A los 16 años. La quema del pesebre que narro en El soborno del cielo fue un 6 de enero de 1960, por parte de mis amigos Mario Pineda y Humberto Pino, de 18 años. Yo era de la línea junior de esa patota de muchachos inquietos intelectualmente. Fue una respuesta radical a las historias que narraban la espeluznante complicidad de los curas vallecaucanos con los pájaros de los años 48, 49 y 50, que sacaban a la gente de sus propiedades en Restrepo, en Trujillo, y que quemaron pueblos como Ceilán, Betania, La Tulia, Naranjal y provocaron masacres en la cordillera central, en El Cairo, El Dobio, El Águila. Esos desplazados espantados de allá y liberales, cruzaban el río Cauca y se venían a vivir a Sevilla, capital cafetera de Colombia. Eso hizo mella en la virtud religiosa que los jóvenes teníamos. Dejamos de creer en los curas.
¿Si no cree en Dios, en qué cree?
En el estudio, la racionalidad, la ciencia, pero sobre todo en el amor y en la felicidad. Las religiones son creaciones del ser humano, de las instituciones, para distraernos de los deberes éticos. Me di cuenta de que los pobres creen en Dios y Él cree en los ricos.
¿La violencia afectó a su familia?
No. Mi papá no era agricultor, ni propietario de tierra, era comerciante, artesano, se dedicó a la relojería. No tenía un rango económico que lo hiciera víctima deseable de esa violencia.
¿Pese a su agnosticismo, su familia era católica?
Mi mamá era muy católica, y aunque mi papá era agnóstico, siempre fue prudente. A mi papá y a sus hermanos les gustaba la literatura esotérica, de reencarnación. Un día le pregunté a mamá qué era rosacrucismo y me dijo mijo, es una doctrina que hace suponer que usted se muere y se vuelve una mata de plátano.
¿Y ahora qué piensa que va a pasar con su cuerpo cuando usted muera?
Como ser físico me disuelvo, me diluyo, me transformo en cenizas, en semillas, en tierra, en naturaleza. Terminé creyendo lo que antes me parecía terrible, que uno se muere y se puede convertir en una mata de plátano.
¿Qué tipo de publicaciones escribía en su periódico Idearium?

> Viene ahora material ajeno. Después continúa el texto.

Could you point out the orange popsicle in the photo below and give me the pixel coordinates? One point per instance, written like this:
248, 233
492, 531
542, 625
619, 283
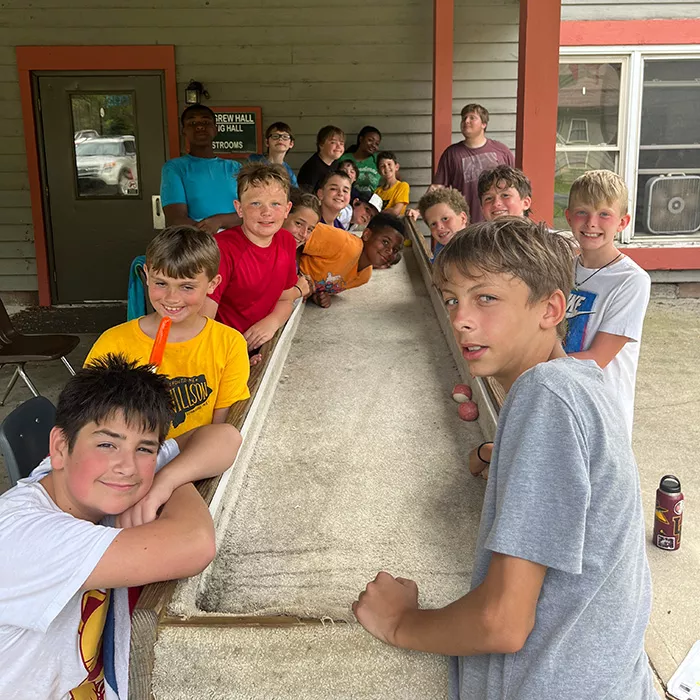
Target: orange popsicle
160, 341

Eran reflexiones con unas pretensiones de trascendentalidad grandes, sobre problemas cívicos, la pavimentación de calles, que los toques de queda no fueran desde tan temprano. En estos días, cuando me doy cuenta que se respiran aires de tranquilidad en muchos pueblos afectados por el conflicto armado, a pesar de que vivo en Bogotá, me instalo en la sicología de un joven de una región remota en Caquetá o Catatumbo y siento alegría de que experimenten un cese al fuego, porque en esos años se sentía un tiroteo a tres cuadras, a medianoche y uno esperaba al día siguiente a ver qué había pasado.
¿Qué película viene a su cabeza de esa violencia que vivió Sevilla?
Cuando estaba pelado, de 13 años, apostaba con mis amigos carreras en bicicleta y la primera etapa era Sevilla-Cementerio, llegábamos y recostábamos las bicicletas en las paredes del anfiteatro, nos trepábamos en ellas y veíamos por las ventanitas, fácilmente acomodados, doce degollados, y decíamos empieza la segunda etapa: Cementerio-Tres Esquinas. Esa morbosidad por lo violento ha estado presente en las generaciones en los últimos 60 años. Era habitual ver las volquetas del municipio llegar del campo con ocho cadáveres cuyos pies colgaban, empantanados y llenos de sangre. No es una memoria grata. Uno trataba, por instinto, de fugarse de eso metiéndose a un rincón de casa a leer literatura que lo remontara a otros países y épocas.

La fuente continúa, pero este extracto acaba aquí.